At the University of Nebraska, where I went to graduate school, there’s a natural history museum filled with skeletons of mastodons and other elephant precursors. A year ago, on a research trip, I made a pencil drawing of a reconstructed mastodon skeleton. Several ABC books from the 1920s and ’30s used the E slot for “Elephant.” And I think the Republicans have so disgraced themselves that the party deserves to die — making way for the new center-right party, one that would accept science, climate change and reasonable immigration policies. Those ideas led me back to that sketchbook. I inked the pencil of the mastodon skeleton and called it an elephant.
You completed “Autocrat” in a little over two months. What was your work process like?
I started with a list of words, which remained fairly unstable for a while. I charted image territories to go with given words to warm up and to begin exploring the edges of a possible set. An ABC is a system project: There are 26 letters, each needing a word or topic; short texts; typography; illustration subjects and executions; and an editorial agenda — in this case, an indictment. Forty pages plus a cover; some letters would get one page, some would get two.

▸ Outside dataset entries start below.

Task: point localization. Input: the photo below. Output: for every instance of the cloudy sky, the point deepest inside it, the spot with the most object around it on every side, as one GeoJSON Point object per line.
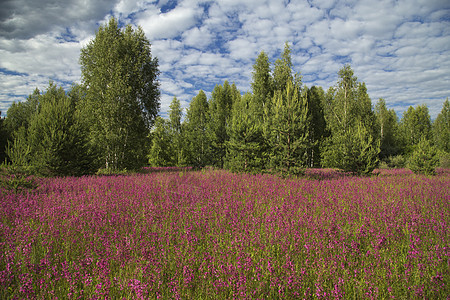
{"type": "Point", "coordinates": [399, 48]}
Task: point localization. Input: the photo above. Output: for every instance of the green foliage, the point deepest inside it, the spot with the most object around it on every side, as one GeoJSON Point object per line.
{"type": "Point", "coordinates": [353, 145]}
{"type": "Point", "coordinates": [245, 132]}
{"type": "Point", "coordinates": [197, 137]}
{"type": "Point", "coordinates": [287, 130]}
{"type": "Point", "coordinates": [354, 151]}
{"type": "Point", "coordinates": [444, 159]}
{"type": "Point", "coordinates": [220, 106]}
{"type": "Point", "coordinates": [317, 129]}
{"type": "Point", "coordinates": [57, 141]}
{"type": "Point", "coordinates": [262, 82]}
{"type": "Point", "coordinates": [175, 115]}
{"type": "Point", "coordinates": [162, 153]}
{"type": "Point", "coordinates": [50, 140]}
{"type": "Point", "coordinates": [17, 182]}
{"type": "Point", "coordinates": [122, 94]}
{"type": "Point", "coordinates": [19, 114]}
{"type": "Point", "coordinates": [283, 73]}
{"type": "Point", "coordinates": [4, 137]}
{"type": "Point", "coordinates": [387, 124]}
{"type": "Point", "coordinates": [396, 162]}
{"type": "Point", "coordinates": [441, 128]}
{"type": "Point", "coordinates": [424, 159]}
{"type": "Point", "coordinates": [19, 150]}
{"type": "Point", "coordinates": [415, 126]}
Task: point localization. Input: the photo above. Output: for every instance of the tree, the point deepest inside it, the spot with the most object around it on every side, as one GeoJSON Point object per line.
{"type": "Point", "coordinates": [282, 73]}
{"type": "Point", "coordinates": [262, 81]}
{"type": "Point", "coordinates": [317, 127]}
{"type": "Point", "coordinates": [197, 135]}
{"type": "Point", "coordinates": [220, 106]}
{"type": "Point", "coordinates": [4, 137]}
{"type": "Point", "coordinates": [424, 158]}
{"type": "Point", "coordinates": [16, 125]}
{"type": "Point", "coordinates": [52, 141]}
{"type": "Point", "coordinates": [122, 94]}
{"type": "Point", "coordinates": [287, 133]}
{"type": "Point", "coordinates": [353, 145]}
{"type": "Point", "coordinates": [57, 141]}
{"type": "Point", "coordinates": [388, 130]}
{"type": "Point", "coordinates": [175, 115]}
{"type": "Point", "coordinates": [162, 152]}
{"type": "Point", "coordinates": [415, 125]}
{"type": "Point", "coordinates": [19, 113]}
{"type": "Point", "coordinates": [245, 132]}
{"type": "Point", "coordinates": [441, 128]}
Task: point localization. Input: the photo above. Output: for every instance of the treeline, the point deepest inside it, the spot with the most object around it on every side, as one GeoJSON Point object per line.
{"type": "Point", "coordinates": [110, 122]}
{"type": "Point", "coordinates": [284, 126]}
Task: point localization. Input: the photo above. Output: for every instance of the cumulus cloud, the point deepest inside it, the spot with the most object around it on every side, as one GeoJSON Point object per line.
{"type": "Point", "coordinates": [170, 24]}
{"type": "Point", "coordinates": [400, 49]}
{"type": "Point", "coordinates": [22, 19]}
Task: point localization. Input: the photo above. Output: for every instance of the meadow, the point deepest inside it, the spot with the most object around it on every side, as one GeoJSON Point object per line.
{"type": "Point", "coordinates": [217, 235]}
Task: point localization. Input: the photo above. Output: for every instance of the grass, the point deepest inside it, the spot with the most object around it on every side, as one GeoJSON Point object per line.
{"type": "Point", "coordinates": [217, 235]}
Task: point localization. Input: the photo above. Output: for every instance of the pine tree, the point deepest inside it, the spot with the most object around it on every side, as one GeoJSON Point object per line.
{"type": "Point", "coordinates": [317, 127]}
{"type": "Point", "coordinates": [57, 142]}
{"type": "Point", "coordinates": [388, 130]}
{"type": "Point", "coordinates": [353, 145]}
{"type": "Point", "coordinates": [245, 132]}
{"type": "Point", "coordinates": [162, 152]}
{"type": "Point", "coordinates": [424, 158]}
{"type": "Point", "coordinates": [175, 115]}
{"type": "Point", "coordinates": [262, 81]}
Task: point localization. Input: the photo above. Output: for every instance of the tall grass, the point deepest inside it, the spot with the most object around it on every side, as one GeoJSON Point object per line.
{"type": "Point", "coordinates": [217, 235]}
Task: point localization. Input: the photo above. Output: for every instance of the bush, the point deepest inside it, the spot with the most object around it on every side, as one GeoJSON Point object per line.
{"type": "Point", "coordinates": [424, 159]}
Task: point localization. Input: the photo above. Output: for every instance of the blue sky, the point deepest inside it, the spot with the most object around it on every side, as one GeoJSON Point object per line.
{"type": "Point", "coordinates": [400, 49]}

I worked with my longtime collaborator, graphic designer Scott Gericke. We established a palette of a dozen colors: three blues, two reds, two greens, two yellows; ivory, dark brown and graphite gray. Scott developed a typographic vocabulary. From there, each spread was a permutation of that system. As I finished texts and illustrated elements, Scott and I collaborated over Zoom to resolve compositions and build out the set.
You mentioned struggling with “P is for Pluralism,” but your final design, which is based on toy figures, is quite lovely. How did you arrive at that solution?
To come up with the right eclectic grouping, I rooted around in our old toys and odd inherited figurines while also exploring online museum collections. It captures cultural difference, as well as shifts in tone and mood. There is a Transformer figure with crazily exaggerated, masculine proportions who is missing an arm. First it’s funny, then poignant; he’s a wounded warrior.
I also labored to find the right balance on “B is for Brutality and BLM.” I was not going to draw a victimized George Floyd. I did draw Derek Chauvin with his hand in his pocket and his knee near a list of victim names of African Americans killed by police, from Breonna Taylor to Rayshard Brooks.
All told, in part because of the visual sources we used, I think the book has a certain grounded quality. I wanted it to feel observed, not invented; argued, not riffed. I think it’s safe to say this is probably the first ABC book with detailed endnotes.